My dad was the school janitor, and my classmates mocked him my entire life. When he died just before my prom, I made my dress out of his work shirts so I could carry a piece of him with me. People laughed when I walked in. But by the time my principal finished speaking, no one was laughing anymore.

Last year, Dad was diagnosed with cancer. He kept working as long as the doctors allowed—longer than they recommended, honestly.

Some afternoons I’d see him leaning against the supply closet, looking drained.

The moment he noticed me, he’d stand straighter and smile. “Don’t give me that look, honey. I’m fine.”

But he wasn’t fine, and we both knew it.

One thing he kept saying while sitting at the kitchen table after work was, “I just need to make it to prom. And then your graduation. I want to see you all dressed up and walking out that door like you own the world, princess.”

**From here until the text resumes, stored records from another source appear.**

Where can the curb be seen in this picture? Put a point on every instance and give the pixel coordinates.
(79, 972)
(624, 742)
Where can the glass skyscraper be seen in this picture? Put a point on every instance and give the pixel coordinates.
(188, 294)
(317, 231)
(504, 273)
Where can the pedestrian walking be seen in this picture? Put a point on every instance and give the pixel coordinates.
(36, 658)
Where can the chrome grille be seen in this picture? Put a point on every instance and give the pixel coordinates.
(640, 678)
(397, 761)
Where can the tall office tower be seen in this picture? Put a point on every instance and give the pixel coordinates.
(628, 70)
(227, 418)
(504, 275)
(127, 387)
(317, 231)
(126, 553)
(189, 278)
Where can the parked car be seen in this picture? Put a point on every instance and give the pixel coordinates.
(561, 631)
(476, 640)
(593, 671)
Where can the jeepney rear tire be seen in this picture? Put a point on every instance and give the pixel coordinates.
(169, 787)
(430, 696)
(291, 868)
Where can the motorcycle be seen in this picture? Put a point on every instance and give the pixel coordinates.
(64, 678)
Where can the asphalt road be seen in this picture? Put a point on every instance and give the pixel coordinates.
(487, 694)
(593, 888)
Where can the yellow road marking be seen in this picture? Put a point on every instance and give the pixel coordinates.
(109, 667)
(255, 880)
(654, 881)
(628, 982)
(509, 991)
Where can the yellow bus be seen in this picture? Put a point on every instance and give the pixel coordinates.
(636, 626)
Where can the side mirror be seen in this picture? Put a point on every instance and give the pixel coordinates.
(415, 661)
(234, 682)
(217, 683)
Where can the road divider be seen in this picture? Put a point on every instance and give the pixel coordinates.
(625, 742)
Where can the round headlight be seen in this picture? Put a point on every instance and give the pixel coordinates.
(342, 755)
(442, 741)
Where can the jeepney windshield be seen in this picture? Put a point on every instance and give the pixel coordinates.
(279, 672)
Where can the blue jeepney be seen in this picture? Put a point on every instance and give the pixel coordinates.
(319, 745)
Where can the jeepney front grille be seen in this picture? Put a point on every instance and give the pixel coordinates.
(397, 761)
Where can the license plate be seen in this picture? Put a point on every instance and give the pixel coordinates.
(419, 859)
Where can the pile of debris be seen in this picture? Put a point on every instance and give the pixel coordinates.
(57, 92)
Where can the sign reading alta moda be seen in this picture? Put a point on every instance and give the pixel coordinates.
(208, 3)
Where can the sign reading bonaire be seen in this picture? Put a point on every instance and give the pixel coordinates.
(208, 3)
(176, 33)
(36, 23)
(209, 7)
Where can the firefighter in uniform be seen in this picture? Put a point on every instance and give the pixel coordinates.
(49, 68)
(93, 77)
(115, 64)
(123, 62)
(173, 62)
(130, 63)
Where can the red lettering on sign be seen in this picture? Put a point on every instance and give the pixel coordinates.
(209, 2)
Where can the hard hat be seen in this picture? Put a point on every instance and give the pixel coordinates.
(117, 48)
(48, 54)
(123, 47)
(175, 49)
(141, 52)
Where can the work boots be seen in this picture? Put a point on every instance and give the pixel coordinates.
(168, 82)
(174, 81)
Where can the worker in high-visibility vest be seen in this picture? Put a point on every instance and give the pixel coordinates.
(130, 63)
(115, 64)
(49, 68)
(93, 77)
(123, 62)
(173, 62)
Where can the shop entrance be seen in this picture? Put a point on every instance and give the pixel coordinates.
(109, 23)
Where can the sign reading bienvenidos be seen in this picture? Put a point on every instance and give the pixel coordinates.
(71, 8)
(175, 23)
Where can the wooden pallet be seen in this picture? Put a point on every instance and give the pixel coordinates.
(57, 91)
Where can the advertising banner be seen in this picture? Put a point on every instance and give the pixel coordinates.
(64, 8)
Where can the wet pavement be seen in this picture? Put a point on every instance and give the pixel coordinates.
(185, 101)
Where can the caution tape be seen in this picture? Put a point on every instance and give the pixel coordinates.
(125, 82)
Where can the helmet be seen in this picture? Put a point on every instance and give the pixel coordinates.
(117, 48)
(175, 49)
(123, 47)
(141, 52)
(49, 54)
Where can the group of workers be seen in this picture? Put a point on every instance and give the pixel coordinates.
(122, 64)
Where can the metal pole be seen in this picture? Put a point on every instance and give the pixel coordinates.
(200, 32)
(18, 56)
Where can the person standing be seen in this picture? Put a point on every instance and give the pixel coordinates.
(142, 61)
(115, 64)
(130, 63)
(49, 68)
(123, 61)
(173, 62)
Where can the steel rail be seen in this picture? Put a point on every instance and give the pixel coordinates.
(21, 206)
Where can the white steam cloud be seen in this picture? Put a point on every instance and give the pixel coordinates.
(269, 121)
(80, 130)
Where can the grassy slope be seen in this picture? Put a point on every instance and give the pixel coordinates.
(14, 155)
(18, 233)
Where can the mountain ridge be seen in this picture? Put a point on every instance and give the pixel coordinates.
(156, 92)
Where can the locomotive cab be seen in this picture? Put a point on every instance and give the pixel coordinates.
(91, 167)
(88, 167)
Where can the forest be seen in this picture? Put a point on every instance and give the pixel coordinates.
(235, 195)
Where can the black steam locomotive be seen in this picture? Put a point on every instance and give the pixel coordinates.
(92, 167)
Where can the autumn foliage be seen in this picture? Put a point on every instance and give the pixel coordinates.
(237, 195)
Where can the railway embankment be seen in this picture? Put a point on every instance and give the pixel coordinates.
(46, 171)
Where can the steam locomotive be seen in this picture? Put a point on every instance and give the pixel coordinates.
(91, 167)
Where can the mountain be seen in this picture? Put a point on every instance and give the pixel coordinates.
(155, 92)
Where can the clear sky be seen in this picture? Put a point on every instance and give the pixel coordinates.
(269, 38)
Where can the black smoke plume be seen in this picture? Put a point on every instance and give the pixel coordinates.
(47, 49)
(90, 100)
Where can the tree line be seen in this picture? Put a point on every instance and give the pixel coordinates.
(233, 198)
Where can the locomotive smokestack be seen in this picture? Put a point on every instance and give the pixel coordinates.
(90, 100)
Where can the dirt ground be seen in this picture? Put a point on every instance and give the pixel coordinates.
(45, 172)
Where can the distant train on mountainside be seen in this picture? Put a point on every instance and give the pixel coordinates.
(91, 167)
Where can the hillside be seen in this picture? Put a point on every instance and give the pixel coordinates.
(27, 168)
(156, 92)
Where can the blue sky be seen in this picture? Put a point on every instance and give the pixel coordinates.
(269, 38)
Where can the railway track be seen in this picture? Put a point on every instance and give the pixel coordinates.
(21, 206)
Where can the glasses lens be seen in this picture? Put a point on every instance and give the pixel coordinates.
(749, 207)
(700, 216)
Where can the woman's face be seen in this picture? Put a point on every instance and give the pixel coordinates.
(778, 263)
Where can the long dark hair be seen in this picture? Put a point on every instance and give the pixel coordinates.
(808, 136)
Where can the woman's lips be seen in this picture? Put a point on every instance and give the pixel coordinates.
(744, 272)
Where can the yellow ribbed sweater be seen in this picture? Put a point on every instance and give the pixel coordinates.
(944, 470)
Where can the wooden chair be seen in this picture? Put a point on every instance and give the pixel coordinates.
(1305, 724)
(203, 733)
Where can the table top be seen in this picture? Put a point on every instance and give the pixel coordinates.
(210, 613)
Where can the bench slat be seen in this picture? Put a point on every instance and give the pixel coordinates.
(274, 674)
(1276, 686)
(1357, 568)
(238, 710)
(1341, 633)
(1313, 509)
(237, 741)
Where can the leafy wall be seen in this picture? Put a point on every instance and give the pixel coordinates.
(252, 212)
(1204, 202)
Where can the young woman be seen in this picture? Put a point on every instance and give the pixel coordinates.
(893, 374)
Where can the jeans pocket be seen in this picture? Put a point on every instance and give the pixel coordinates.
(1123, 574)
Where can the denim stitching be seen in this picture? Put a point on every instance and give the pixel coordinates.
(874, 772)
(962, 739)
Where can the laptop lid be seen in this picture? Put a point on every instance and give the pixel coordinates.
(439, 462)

“You’re going to see a lot more than that, Dad,” I always said.

But a few months before prom, he lost his fight with cancer. He passed away before I even reached the hospital.

I found out standing in the hallway at school with my backpack still on my shoulder.

The only thing I remember clearly is staring at the linoleum floor and thinking it looked exactly like the kind Dad used to mop. After that, everything went blurry.

A week after the funeral, I moved in with my aunt. The spare bedroom smelled like cedar and fabric softener—nothing like home.